Hi — as title states, I’m using batch transform and hadn’t hit any errors with smaller batch sizes but am getting DefaultCPUAllocator: can't allocate memory: you tried to allocate 12582912000 bytes. Error code 12 (Cannot allocate memory) : 400 when I attempt to pass a larger set of 1000 texts.

I’m using a custom BERT-base model, here’s my

def predict_fn(data, model_tokenizer):
    model, tokenizer = model_tokenizer

    print("LENGTH OF DATA: ", len(data)) # This is outputting 1000, indicating the whole batch was passed at once
    encoded_inputs = tokenizer(data, padding='max_length', max_length=512, truncation=True, return_tensors="pt")
    with torch.no_grad():
        output = model(encoded_inputs['input_ids'], encoded_inputs['attention_mask'])
    return {"output": output.tolist()}

def input_fn(input_data: str, content_type):
    if content_type == 'text/csv':
        stream = StringIO(input_data)
        request_list = list(csv.DictReader(stream))
        return {"inputs": [entry['inputs'] for entry in request_list]}
    elif content_type == 'application/json':
        return [json.loads(line)['inputs'] for line in input_data.split(sep='\n')[:-1]]

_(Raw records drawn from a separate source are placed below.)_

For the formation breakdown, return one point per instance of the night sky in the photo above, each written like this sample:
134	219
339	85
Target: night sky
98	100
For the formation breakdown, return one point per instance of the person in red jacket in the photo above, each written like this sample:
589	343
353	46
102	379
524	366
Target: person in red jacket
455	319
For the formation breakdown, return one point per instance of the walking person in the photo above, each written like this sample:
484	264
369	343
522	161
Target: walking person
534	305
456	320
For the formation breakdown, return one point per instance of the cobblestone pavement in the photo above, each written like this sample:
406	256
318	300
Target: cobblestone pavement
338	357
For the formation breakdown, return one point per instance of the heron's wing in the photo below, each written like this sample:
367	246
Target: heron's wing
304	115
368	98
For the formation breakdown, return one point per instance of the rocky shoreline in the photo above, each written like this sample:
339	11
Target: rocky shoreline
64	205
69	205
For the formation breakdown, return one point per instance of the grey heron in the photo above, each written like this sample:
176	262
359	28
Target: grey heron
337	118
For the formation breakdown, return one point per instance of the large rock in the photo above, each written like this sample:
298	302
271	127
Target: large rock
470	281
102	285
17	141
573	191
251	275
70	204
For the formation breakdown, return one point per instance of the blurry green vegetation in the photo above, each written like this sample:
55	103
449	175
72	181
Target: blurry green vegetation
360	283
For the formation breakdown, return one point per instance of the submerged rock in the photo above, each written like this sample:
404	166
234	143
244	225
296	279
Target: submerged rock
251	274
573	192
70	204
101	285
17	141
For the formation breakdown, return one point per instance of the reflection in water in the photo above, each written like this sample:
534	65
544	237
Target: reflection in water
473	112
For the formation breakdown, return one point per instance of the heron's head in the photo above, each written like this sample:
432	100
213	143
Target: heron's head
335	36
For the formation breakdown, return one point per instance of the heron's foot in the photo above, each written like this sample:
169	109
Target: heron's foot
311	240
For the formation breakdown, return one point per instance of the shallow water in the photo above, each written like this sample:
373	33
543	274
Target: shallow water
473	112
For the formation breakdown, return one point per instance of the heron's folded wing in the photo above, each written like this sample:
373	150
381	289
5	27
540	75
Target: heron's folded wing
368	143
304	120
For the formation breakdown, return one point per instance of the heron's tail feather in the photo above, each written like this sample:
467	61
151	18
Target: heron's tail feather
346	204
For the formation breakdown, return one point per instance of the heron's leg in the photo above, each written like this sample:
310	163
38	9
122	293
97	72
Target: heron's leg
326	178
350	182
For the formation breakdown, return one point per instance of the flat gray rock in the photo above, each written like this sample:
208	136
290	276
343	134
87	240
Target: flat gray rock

And here’s the code I’m using to set up the transform job — I’ve tried manually setting max_concurrent_transforms to a lot of values, but even the default gets this problem.

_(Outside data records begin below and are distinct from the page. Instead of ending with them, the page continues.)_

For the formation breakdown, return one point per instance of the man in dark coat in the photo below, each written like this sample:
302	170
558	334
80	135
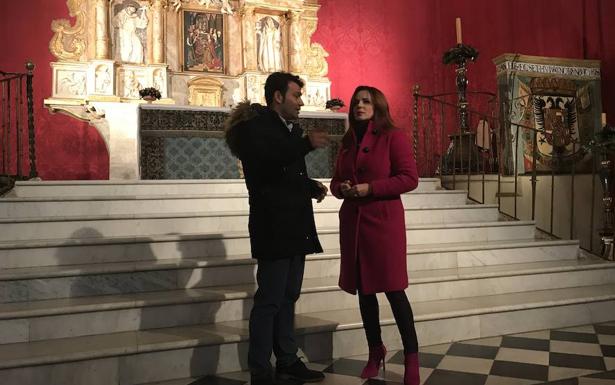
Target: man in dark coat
282	230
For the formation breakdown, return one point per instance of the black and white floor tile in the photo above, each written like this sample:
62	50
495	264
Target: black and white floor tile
582	355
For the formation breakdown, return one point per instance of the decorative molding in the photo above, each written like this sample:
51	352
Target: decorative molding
549	69
203	91
68	42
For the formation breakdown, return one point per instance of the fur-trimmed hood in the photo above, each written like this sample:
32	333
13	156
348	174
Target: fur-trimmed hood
242	113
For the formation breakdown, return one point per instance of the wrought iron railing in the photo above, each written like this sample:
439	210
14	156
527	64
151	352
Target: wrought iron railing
17	148
489	166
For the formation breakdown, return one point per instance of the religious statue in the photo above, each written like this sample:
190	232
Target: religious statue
103	79
132	85
269	45
130	23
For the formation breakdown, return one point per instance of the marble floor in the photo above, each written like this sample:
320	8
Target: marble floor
582	355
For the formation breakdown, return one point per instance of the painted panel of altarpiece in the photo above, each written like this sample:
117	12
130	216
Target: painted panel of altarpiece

batch_job = self.model.transformer(
    instance_count=instance_count, # 1
    instance_type=instance_type, # ml.g4dn.xlarge
    output_path=s3_path_join('s3://', self.bucket, 'output'),
    data=s3_path_join('s3://', self.bucket, 'input', f'uncat_{self.model_type}_ads.jsonl'),
    content_type = 'application/json',

Any thoughts? I’m thinking I could manually set up a batch-style processing in predict_fn but that seems like a poor workaround.

For batch transform, the maximum size of the input data per invocation is 100 MB. This value can’t be adjusted.

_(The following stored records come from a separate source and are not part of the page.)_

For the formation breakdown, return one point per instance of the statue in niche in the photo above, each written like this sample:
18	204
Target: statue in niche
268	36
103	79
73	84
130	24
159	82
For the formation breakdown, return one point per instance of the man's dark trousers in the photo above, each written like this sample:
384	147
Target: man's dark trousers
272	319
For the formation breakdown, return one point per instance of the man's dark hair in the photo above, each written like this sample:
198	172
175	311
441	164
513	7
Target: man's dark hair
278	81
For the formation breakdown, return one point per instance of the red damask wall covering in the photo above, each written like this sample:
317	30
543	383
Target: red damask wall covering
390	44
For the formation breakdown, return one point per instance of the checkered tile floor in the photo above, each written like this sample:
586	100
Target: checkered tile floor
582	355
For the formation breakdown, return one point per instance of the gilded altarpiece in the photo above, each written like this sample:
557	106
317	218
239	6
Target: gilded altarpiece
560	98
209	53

See: Service restrictions and quotas - AWS Marketplace or Use Batch Transform - Amazon SageMaker

Hi, thanks for the response. I think I might be misunderstanding — my input of 1000 texts is less than a MB, it’s only when it feeds into the predict_fn that it’s embedded and balloons to ~12GB according to the error message.

I thought that the MultiRecord/max_concurrent_transforms batched those 1000 into max_concurrent_transforms-size batches and then fed those into predict_fn, is that not correct? My thought was that setting max_c_t to 32 would only feed in 32 texts at once, for instance and keep the size down.

EDIT: I think I’m understanding now — in order to use MultiRecord successfully I’ll need to either pre-embed so MaxPayload can correctly assess how much memory is in the mini-batch or find out the limit manually (by embedding myself and getting the size → seeing how much I can fit in 100 MB).